Midway through the impromptu press conference, Rodriguez strolled by. He chewed gum, sipped on a medium Dunkin’ Donuts coffee, and barely even glanced at the swarm.

It was, perhaps, the perfect illustration of how bizarre things have become for these Yankees.

“Is it an unusual circumstance?” Cashman said. “Absolutely. Are any of these people happy with these allegations that continue to get thrown? It’s odd. It’s odd and it’s false, but we still have to go through the motions.”

Rodriguez is appealing a 211-game suspension imposed by Major League Baseball for violating the joint drug agreement.

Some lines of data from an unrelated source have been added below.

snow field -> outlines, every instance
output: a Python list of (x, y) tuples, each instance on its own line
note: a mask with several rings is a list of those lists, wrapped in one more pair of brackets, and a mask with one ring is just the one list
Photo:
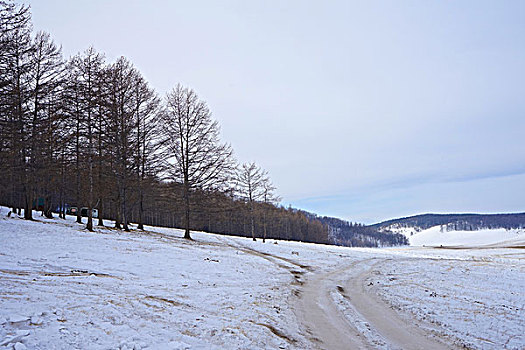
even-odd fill
[(414, 253), (375, 266), (370, 292), (460, 347), (525, 348), (525, 251)]
[(434, 226), (426, 230), (414, 227), (399, 227), (393, 225), (388, 228), (394, 233), (400, 233), (408, 238), (411, 246), (439, 247), (439, 246), (512, 246), (525, 245), (525, 229), (483, 229), (476, 231), (446, 231), (441, 226)]
[[(293, 276), (230, 247), (0, 213), (0, 341), (32, 349), (288, 348)], [(278, 333), (276, 335), (274, 332)], [(18, 341), (2, 344), (12, 348)], [(0, 343), (1, 344), (1, 343)], [(2, 348), (0, 347), (0, 348)]]
[(479, 231), (441, 231), (434, 226), (409, 236), (412, 246), (483, 246), (521, 239), (525, 241), (525, 230), (493, 229)]
[[(313, 349), (293, 301), (305, 280), (352, 266), (370, 271), (370, 293), (449, 344), (525, 348), (523, 249), (262, 244), (200, 232), (187, 241), (176, 229), (90, 233), (72, 217), (6, 214), (0, 207), (0, 349)], [(391, 348), (331, 288), (364, 338)]]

Friction intensified last week when Rodriguez’s lawyers publicly criticized the Yankees, including claims they mishandled his medical care.

Rodriguez’s lawyer told The New York Times that the Yankees hid MRI results from the third baseman during last year’s postseason.

“He’s fighting an appeal and he has rights to have his say, but clearly, it’s a lot of extra stuff and frustrations and distractions that we didn’t bring upon ourselves, I know that,” Cashman said. “I can’t speak for others, but I know it’s definitely a distraction for me. I’ve got a lot of extra work from this stuff. It’s very frustrating.”

Rodriguez did not speak to reporters before Sunday’s game. When he jogged onto the field for batting practice, he shouted, to nobody in particular, “Let’s do some [expletive] damage tonight!”

He has been booed, adamantly, throughout this three-game series. And on Sunday, in his first at-bat, Rodriguez was plunked by Boston starting pitcher Ryan Dempster.

Yankees manager Joe Girardi stormed the field immediately, initiating a fiery tirade against plate umpire Brian O’Nora. Girardi was ejected.

Rodriguez got his revenge on Dempster in the sixth by launching a leadoff homer to center field and the Yankees eventually won, 9-6.

“I’m gonna let my lawyers do the talking and I’m gonna do the playing,’’ said Rodriguez after the game.

Earlier in the day, Girardi spoke of his relationship with Rodriguez. He said the two have maintained standard communication.

“It’s different because it’s just baseball,” Girardi said. “And it’s normal for us to just talk about that.”

As the team stretched before batting practice, Girardi walked toward Rodriguez to chat. They laughed at something Girardi said.

Cashman, however, feels wronged.

He was stern with his responses, and only twice offered “no comment” to a question. Those inquiries: “Have you heard from any players who said it is a distraction?” and “Is Rodriguez worth the headache that he is causing the organization?”

When asked about Rodriguez “basically declaring war on Yankees management,” Cashman said: “It’s not just Yankees management. He’s putting it at the level of our trainers, at the level of our medical staff . . . the whole organization.”

Later, Cashman praised the leadership within the Yankees locker room.

“There are guys in that clubhouse that we are counting on to not let interfere what’s going on between Alex and Major League Baseball, and now Alex and the New York Yankees,” Cashman said. “I think we have 24 guys in there that are professional and will do everything they can to win games.”

There are 25 players on an active major league roster.